If every organ was designed to a different brief, organists would not be able to easily move between, and play, different instruments. It would, for example, be difficult to practice on a small 2 manual organ, before performing on a huge 4 manual organ in a cathedral.
The American Guild of Organists (AGO) and the Royal College of Organists have both tackled this problem by producing standards for organ builders. These provide a set of dimensions that define the relative positions of the main components of the organ (keyboards, pedalboards, swell pedal etc.).
PDFs of these configuration standards are available at the following locations.
(Source: Organ Works and Westminster Organ Works)
Unfortunately the standards do not match exactly. For example, the AGO has a 32 key pedalboard, while the BOC uses a 30 key pedalboard.
However, both standards take the horizontal surface of the lowest manual as the horizontal datum, and the front of the keys as the vertical datum. The organ is then dimensioned and 'built out' from these datums.
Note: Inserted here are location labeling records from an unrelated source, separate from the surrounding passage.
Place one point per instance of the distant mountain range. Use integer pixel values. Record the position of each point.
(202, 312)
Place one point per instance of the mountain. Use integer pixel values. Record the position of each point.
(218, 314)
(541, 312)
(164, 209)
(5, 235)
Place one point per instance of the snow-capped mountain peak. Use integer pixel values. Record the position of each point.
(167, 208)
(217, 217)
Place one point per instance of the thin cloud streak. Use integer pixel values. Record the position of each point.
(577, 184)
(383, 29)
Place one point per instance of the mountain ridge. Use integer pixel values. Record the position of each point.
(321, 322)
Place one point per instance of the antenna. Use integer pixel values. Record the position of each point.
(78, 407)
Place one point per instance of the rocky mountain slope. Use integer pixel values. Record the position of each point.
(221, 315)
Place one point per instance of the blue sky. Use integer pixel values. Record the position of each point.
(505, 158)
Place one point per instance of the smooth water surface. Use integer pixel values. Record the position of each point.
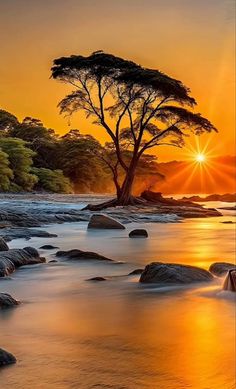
(119, 334)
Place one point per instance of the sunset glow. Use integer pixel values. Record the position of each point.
(200, 158)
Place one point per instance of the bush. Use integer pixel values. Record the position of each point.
(52, 180)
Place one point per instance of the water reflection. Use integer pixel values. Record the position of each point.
(118, 334)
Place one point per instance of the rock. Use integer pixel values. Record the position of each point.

For the most part the various dimensions are with the tolerance zones of each other, the main difference is the distance from the front of the keys of the lower manual to the up stand of the sharp keys on the pedalboard (the set back).
- 2 or 3 manuals
Set back 215 - 254 mm
- 4 manuals
Set back 280mm
- 1 or 2 manuals
Set back 200 - 230 mm
- 3 or 4 manuals
Set back 240 - 270mm
The set back on the organ we're building will be set to 230mm. For our 2 manual setup, the organ will meet both AGO and BOC specs. When the design is eventually upgraded to 3 manual, this will be out by 10mm to conform to the BOC spec. I'm not going to loose too much sleep over 10mm!